Anxiety leads to feelings of worry and fear, a psychological experience that can cause a headache. When worry is disproportionate to the events that trigger it, and when it typically occurs in response to normal everyday situations, you will most likely end up with a headache.
6. Feeling Agitated
During an anxiety attack, a person’s nervous system goes into override. This affects your entire body, causing symptoms such as sweaty palms, shaky hands, and a dry mouth. The symptoms are activated by your body as it moves to respond to the perceived threat. Thus, the body shunts blood towards your muscle and away from your digestive system in case you need to flee or fight. If you demonstrate agitation, you may want to consult a licensed therapist for their professional opinion on your physical symptoms of anxiety.

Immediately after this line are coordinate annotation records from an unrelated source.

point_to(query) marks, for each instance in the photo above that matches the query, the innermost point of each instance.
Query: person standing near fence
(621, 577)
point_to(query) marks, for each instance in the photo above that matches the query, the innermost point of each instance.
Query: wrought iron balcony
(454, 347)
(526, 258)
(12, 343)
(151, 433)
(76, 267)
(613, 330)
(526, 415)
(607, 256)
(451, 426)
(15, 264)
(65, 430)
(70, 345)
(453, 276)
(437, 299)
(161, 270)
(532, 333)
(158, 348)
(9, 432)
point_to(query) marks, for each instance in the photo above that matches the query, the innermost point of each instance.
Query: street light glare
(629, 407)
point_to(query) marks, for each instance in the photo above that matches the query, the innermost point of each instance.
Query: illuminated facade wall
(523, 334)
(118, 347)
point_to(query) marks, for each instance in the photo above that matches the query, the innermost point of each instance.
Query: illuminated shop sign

7. Nausea from Abdominal Distress
A person suffering from anxiety may experience general stomach pain associated with nausea, constipation and diarrhea. The communication between the brain and the enteric nervous system (that which governs the digestion) is compromised. Cortisol hormone blocks those processes that your body deems as nonessential in the face of danger. One of these processes is digestion. Adrenaline reduces blood flow and relaxes the stomach muscles. One may also end up losing their appetite.
Anxiety makes getting adequate asleep very difficult. This is caused by elevated levels of adrenaline and cortisol hormones that make it very hard for someone to fall asleep. At this time, your body is buzzing with energy and may not be able to relax long enough to induce rest.
9. Tiredness/ Fatigue
Constantly feeling exhausted is a result of accelerated stress hormones (the worrying), which keep one revved up and on high alert. This is extremely draining and can combine with insomnia to compound your anxiety.
10. Feeling Twitchy
A person with anxiety is constantly anticipating unknown threats and is therefore always on guard. As a result, they have enhanced startle response to any situation. This restlessness is in most cases more obvious to observers than the person suffering from it.
11. Urinary Response
One of the signs of someone suffering from anxiety is their increased need to urinate. The false sense of danger creates the need to urinate as it is easier to run or fight with an empty bladder. This reaction is common in persons with phobias, who react when confronted with a situation they are not at ease with.
12. Impaired Immune Function
A hormone released during anxiety, cortisol, prevents the release of substances that cause inflammation. It also turns off aspects of the immune system that fight infections, impairing the body’s natural immune response. Persons with anxiety tend to get sick more often. They are easy targets for the common cold and other types of infections.